Montefiore Einstein Center for Heart and Vascular Care offers a full range of noninvasive diagnostic testing options that allow its cardiologists to diagnose various heart conditions without inserting needles, instruments or fluids into a patient's body.
Noninvasive diagnostic testing options offered at Montefiore include:
The Holter monitor is one of two noninvasive tests offered by cardiologists in the Arrhythmia Program to determine the cause of an irregular heartbeat. The Holter monitor is a device that records every single heartbeat over a 24-hour period. When the patient returns to the hospital, the information is downloaded to a computer that searches the data for anomalies such as skipped beats or a flurry of rapid beats.
Use of the loop recorder is another noninvasive test offered at the Arrhythmia Program. Patients wear the device continuously for 30 days, and it continuously records information, but the device erases itself every five to seven minutes. If patients feel symptoms, they push a button to preserve the data. Patients then transmit the information over the telephone.
The tilt-table test is among a comprehensive battery of noninvasive tests offered by the Montefiore Einstein Center for Heart and Vascular Care. The test is ordered to help diagnose the cause of a patient's unexplained fainting. The patient lies on a table that alternates from a horizontal position to a vertical position while their heart rate and blood pressure are monitored.

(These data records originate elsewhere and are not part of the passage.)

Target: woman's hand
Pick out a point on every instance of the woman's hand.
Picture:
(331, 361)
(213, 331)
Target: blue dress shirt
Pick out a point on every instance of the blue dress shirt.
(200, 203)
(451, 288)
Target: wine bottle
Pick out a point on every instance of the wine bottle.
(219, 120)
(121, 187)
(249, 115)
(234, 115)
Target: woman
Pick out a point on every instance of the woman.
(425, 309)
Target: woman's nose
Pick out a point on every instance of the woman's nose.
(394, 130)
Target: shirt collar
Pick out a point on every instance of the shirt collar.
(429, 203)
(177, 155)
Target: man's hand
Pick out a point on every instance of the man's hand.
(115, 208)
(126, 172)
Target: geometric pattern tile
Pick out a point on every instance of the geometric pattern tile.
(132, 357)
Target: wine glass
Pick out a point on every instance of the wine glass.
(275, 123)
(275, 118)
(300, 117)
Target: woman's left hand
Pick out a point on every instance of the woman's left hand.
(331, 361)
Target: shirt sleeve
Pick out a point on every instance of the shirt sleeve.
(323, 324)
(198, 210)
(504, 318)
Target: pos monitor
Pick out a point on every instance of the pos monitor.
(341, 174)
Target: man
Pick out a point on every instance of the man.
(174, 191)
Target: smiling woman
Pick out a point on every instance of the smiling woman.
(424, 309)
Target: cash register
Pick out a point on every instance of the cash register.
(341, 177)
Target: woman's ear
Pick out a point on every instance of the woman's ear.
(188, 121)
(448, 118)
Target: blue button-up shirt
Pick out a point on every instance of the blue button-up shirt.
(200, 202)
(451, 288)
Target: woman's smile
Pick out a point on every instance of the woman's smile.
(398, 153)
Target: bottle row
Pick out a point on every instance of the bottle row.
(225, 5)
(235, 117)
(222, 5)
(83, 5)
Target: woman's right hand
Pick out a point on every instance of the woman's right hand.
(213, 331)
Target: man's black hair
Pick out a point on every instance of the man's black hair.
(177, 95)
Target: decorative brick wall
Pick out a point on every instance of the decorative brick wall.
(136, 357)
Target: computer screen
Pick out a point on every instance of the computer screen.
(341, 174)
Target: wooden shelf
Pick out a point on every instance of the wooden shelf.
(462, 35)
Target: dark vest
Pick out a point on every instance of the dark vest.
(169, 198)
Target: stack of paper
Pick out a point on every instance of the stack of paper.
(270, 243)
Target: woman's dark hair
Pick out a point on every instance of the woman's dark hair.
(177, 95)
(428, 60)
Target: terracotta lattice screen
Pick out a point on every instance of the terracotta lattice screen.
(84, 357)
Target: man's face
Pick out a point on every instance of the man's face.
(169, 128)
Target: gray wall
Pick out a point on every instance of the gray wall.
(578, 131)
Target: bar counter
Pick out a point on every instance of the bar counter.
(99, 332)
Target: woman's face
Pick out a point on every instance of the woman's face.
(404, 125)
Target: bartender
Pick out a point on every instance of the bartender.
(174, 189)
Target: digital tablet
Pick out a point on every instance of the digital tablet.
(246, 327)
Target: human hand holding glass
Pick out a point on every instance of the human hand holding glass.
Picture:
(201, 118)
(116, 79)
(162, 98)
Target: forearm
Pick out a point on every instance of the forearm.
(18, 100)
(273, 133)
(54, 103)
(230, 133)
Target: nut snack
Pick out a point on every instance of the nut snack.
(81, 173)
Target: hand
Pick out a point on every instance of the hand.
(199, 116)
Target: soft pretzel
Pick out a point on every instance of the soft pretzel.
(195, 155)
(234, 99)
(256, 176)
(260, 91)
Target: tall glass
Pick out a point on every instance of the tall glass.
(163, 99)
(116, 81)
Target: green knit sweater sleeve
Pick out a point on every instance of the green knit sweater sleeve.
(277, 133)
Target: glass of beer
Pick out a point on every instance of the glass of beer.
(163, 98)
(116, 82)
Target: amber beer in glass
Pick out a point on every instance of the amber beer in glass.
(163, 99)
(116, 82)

Results could indicate a number of conditions, including an abnormal nervous system reaction, a drop in blood pressure that occurs when standing up, or heart problems, such as arrhythmias, narrowed heart valves or thickening of the heart muscle.
Infusion of the drug procainamide, used to treat cardiac arrhythmias, is valuable in determining the cause of unexplained cardiac arrest. The test enables doctors to diagnose electrical disorders and irregular beating of the heart. The results provide an opportunity for doctors to formulate a therapeutic strategy for the patient, as well as for asymptomatic family members suffering from the same disease.
Chest X-rays are used to assess heart status, either directly or indirectly, by looking at the heart itself, as well as the lungs. Changes in the normal structure of the heart, lungs and/or lung vessels may indicate disease or other conditions. Additional tests may be required.
An electrocardiogram, also known as ECG or EKG, is a test that records electrical signals from the heart onto a paper strip. The pattern of these signals can help tell the doctor whether the heart is normal, under stress or experiencing electrical problems, strain or damage.